J’étais partie pour voir les expos de Loti et Ratton au Musée du Quai Branly mais l’exposition sur le génie de l’art primitif Charles Ratton s’est terminée le 22 septembre. Snif. Pourquoi ne pas voir les Nocturnes de Colombie, me suggère le jeune homme fort sympathique qui travaille à l’entrée du musée. Je ne l’ai pas regretté.

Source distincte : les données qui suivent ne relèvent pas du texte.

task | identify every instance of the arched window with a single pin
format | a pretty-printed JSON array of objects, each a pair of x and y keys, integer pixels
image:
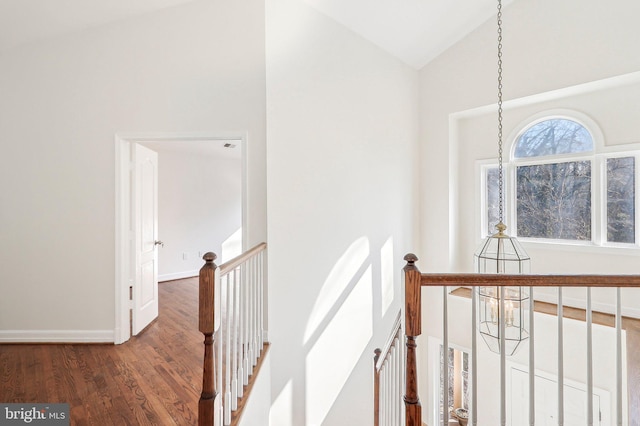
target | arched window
[
  {"x": 553, "y": 162},
  {"x": 560, "y": 187}
]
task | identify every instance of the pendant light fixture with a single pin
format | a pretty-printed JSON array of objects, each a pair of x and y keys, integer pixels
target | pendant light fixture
[{"x": 502, "y": 310}]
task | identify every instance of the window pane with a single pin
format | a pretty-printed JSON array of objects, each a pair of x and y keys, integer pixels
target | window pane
[
  {"x": 553, "y": 137},
  {"x": 621, "y": 200},
  {"x": 554, "y": 201},
  {"x": 493, "y": 200}
]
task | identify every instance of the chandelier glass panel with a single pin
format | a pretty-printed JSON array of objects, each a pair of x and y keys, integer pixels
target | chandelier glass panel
[{"x": 502, "y": 311}]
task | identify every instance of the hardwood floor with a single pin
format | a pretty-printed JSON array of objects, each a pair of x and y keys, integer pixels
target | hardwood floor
[{"x": 153, "y": 379}]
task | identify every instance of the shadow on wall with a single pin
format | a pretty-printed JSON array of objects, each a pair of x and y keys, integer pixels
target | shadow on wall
[
  {"x": 339, "y": 329},
  {"x": 232, "y": 246}
]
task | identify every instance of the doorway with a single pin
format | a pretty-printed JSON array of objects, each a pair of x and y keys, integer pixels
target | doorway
[{"x": 180, "y": 259}]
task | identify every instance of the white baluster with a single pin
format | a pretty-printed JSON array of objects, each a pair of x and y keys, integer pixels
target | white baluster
[
  {"x": 445, "y": 356},
  {"x": 532, "y": 366},
  {"x": 245, "y": 323},
  {"x": 227, "y": 358},
  {"x": 619, "y": 394},
  {"x": 473, "y": 416},
  {"x": 560, "y": 359},
  {"x": 503, "y": 391},
  {"x": 589, "y": 359},
  {"x": 235, "y": 392}
]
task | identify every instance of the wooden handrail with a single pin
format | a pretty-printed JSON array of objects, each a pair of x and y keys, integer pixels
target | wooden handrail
[
  {"x": 241, "y": 258},
  {"x": 216, "y": 393},
  {"x": 415, "y": 280}
]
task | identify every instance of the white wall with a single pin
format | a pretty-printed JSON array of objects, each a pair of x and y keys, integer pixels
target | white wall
[
  {"x": 342, "y": 130},
  {"x": 548, "y": 45},
  {"x": 199, "y": 207},
  {"x": 193, "y": 68}
]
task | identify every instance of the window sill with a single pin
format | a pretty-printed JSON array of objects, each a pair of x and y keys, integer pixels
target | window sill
[{"x": 584, "y": 247}]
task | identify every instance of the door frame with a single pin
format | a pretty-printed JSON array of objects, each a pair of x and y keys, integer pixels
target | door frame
[{"x": 123, "y": 211}]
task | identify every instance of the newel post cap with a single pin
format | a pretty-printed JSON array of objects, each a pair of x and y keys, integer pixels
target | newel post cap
[{"x": 411, "y": 258}]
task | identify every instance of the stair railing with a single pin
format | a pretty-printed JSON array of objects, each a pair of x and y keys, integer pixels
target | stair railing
[
  {"x": 388, "y": 378},
  {"x": 231, "y": 318},
  {"x": 414, "y": 281}
]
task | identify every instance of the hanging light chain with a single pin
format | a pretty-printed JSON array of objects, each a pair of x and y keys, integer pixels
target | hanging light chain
[{"x": 500, "y": 167}]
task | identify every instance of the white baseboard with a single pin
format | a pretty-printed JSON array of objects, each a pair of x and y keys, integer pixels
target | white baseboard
[
  {"x": 178, "y": 275},
  {"x": 56, "y": 336}
]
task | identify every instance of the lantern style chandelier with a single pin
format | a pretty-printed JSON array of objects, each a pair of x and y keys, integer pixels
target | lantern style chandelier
[{"x": 503, "y": 311}]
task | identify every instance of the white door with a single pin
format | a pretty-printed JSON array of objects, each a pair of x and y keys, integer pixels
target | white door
[{"x": 145, "y": 288}]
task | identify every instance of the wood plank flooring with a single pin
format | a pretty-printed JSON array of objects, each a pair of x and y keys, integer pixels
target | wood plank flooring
[{"x": 153, "y": 379}]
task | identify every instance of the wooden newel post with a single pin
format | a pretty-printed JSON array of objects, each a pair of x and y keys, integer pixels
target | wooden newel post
[
  {"x": 206, "y": 325},
  {"x": 376, "y": 388},
  {"x": 413, "y": 328}
]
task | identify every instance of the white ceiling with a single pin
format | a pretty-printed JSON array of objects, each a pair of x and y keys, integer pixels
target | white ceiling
[
  {"x": 25, "y": 21},
  {"x": 416, "y": 31}
]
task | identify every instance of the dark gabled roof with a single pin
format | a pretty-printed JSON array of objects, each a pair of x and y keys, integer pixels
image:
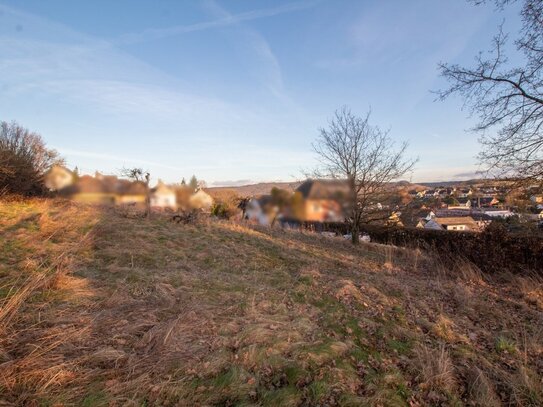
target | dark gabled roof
[
  {"x": 457, "y": 220},
  {"x": 125, "y": 187},
  {"x": 322, "y": 189}
]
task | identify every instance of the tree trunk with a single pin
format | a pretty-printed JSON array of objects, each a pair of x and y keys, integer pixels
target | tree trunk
[{"x": 355, "y": 232}]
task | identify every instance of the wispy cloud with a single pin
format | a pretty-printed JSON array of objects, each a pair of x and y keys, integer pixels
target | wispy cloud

J’ai découvert quatre artistes colombiens qui utilisent les images chacun à leur manière, dans le contexte de la violence locale. C’est surtout l’opposition de Juan Michel Echavarria et José Alejandro qui m’a frappée.

Pour Juan Michel Echavarria, la photographie joue le rôle de témoin, nous donnant à voir ce qu’il reste après l’action. Dans ses photos, un veau, un immeuble décrépi, l’écriture sur les murs sont témoins de la guerre en Colombie. Ses images m’ont fait penser aux maisons de Kep au Cambodge, sublimes demeures art deco laissées en ruine après avoir été saccagées par les Khmer Rouges.

À l’opposé, José Alejandro Restrepo démontre dans ses vidéos le devoir de l’artiste de s’engager. Il le fait en sélectionnant les images d’autres vidéos, en enlevant le son d’une autre afin de concentrer le public sur le body language d’un homme politique. Il réutilise des images pour faire passer son message et poser la question de la justice militaire colombienne.

L’exposition est présentée jusqu’au 2 février 2014 dans le cadre de la Biennale Photoquai.